Re: [PATCH 00/26] FUSE BPF: A Stacked Filesystem Extension for FUSE

Martin KaFai Lau <martin.lau@xxxxxxxxx> · Tue, 27 Sep 2022 23:41:50 -0700

On 9/26/22 4:17 PM, Daniel Rosenberg wrote:
These patches extend FUSE to be able to act as a stacked filesystem. This
allows pure passthrough, where the fuse file system simply reflects the lower
filesystem, and also allows optional pre and post filtering in BPF and/or the
userspace daemon as needed. This can dramatically reduce or even eliminate
transitions to and from userspace.

Currently, we either set the backing file/bpf at mount time at the root level,
or at lookup time, via an optional block added at the end of the lookup return
call. The added lookup block contains an fd for the backing file/folder and bpf
if necessary, or a signal to clear or inherit the parent values. We're looking
into two options for extending this to mkdir/mknod/etc, as we currently only
support setting the backing to a pre-existing file, although naturally you can
create new ones. When we're doing a lookup for create, we could pass an
fd for the parent dir and the name of the backing file we're creating. This has
the benefit of avoiding an additional call to userspace, but requires hanging
on to some data in a negative dentry where there is no elegant place to store it.
Another option is adding the same block we added to lookup to the create type
op codes. This keeps that code more uniform, but means userspace must implement
that logic in more areas.

As is, the patches definitely need some work before they're ready. We still
need to go through and ensure we respect changed filter values/disallow changes
that don't make sense. We aren't currently calling mnt_want_write for the lower
calls where appropriate, and we don't have an override_creds layer either. We
also plan to add to our read/write iter filters to allow for more interesting
use cases. There are also probably some node id inconsistencies. For nodes that
will be completely passthrough, we give an id of 0.

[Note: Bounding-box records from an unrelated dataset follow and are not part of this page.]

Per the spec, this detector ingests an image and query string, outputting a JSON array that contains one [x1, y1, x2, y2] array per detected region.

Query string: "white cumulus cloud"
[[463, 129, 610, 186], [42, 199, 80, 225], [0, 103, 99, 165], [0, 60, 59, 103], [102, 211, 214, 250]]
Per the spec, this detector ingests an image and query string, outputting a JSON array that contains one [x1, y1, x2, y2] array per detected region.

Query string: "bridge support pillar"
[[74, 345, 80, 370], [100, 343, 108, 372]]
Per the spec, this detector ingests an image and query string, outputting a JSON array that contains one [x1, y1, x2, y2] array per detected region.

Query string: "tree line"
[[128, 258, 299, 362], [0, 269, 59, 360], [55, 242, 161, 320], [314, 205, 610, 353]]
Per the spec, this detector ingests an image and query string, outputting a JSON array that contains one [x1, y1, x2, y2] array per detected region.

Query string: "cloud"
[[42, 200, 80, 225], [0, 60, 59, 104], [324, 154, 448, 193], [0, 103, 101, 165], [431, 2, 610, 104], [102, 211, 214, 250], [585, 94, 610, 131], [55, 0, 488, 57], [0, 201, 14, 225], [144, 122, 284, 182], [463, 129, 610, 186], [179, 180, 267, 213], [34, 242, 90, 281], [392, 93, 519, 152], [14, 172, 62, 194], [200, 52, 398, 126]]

For the BPF verification side, we have currently set things set up in the old
style, with a new bpf program type and helper functions. From LPC, my
understanding is that newer bpf additions are done in a new style, so I imagine
much of that will need to be redone as well, but hopefully these patches get
across what our needs there are.

For testing, we've provided the selftest code we have been using. We also have
a mode to run with no userspace daemon in a pure passthrough mode that I have
been running xfstests over to get some coverage on the backing operation code.
I had to modify mounts/unmounts to get that running, along with some other
small touch ups. The most notable failure I currently see there is in
generic/126, which I suspect is likely related to override_creds.

Interesting idea.

Some comments on review logistics:
- The set is too long and some of the individual patches are way too long for 
one single patch to review.  Keep in mind that not all of us here are experts in 
both fuse and bpf.  Making it easier to review first will help at the beginning. 
 Some ideas:

  - Only implement a few ops in the initial revision. From quickly browsing the 
set, it is implementing the 'struct file_operations fuse_file_operations'? 
Maybe the first few revisions can start with a few of the ops first.

  - Please make the patches that can be applied to the bpf-next tree cleanly. 
For example, in patch 3, where is 18e2ec5bf453 coming from? I cannot find it in 
bpf-next and linux-next tree.
  - Without applying it to an upstream tree cleanly, in a big set like this, I 
have no idea when bpf_prog_run() is called in patch 24 because the diff context 
is in fuse_bpf_cleanup and apparently it is not where the bpf prog is run.

Some high level comments on the set:
- Instead of adding bpf helpers, you should consider kfunc instead. You can take 
a look at the recent HID patchset v10 or the recent nf conntrack bpf set.

- Instead of expressing as packet data, using the recent dynptr is a better way 
to go for handling a mem blob.

- iiuc, the idea is to allow bpf prog to optionally handle the 'struct 
file_operations' without going back to the user daemon? Have you looked at 
struct_ops which seems to be a better fit here?  If the bpf prog does not know 
how to handle an operation (or file?), it can call fuse_file_llseek (for 
example) as a kfunc to handle the request.

- The test SEC("test_trace") seems mostly a synthetic test for checking 
correctness.  Does it have a test that shows a more real life use case? or I 
have missed things in patch 26?

- Please use the skel to load the program.  It is pretty hard to read the loader 
in patch 26.

- I assume the main objective is for performance by not going back to the user 
daemon?  Do you have performance number?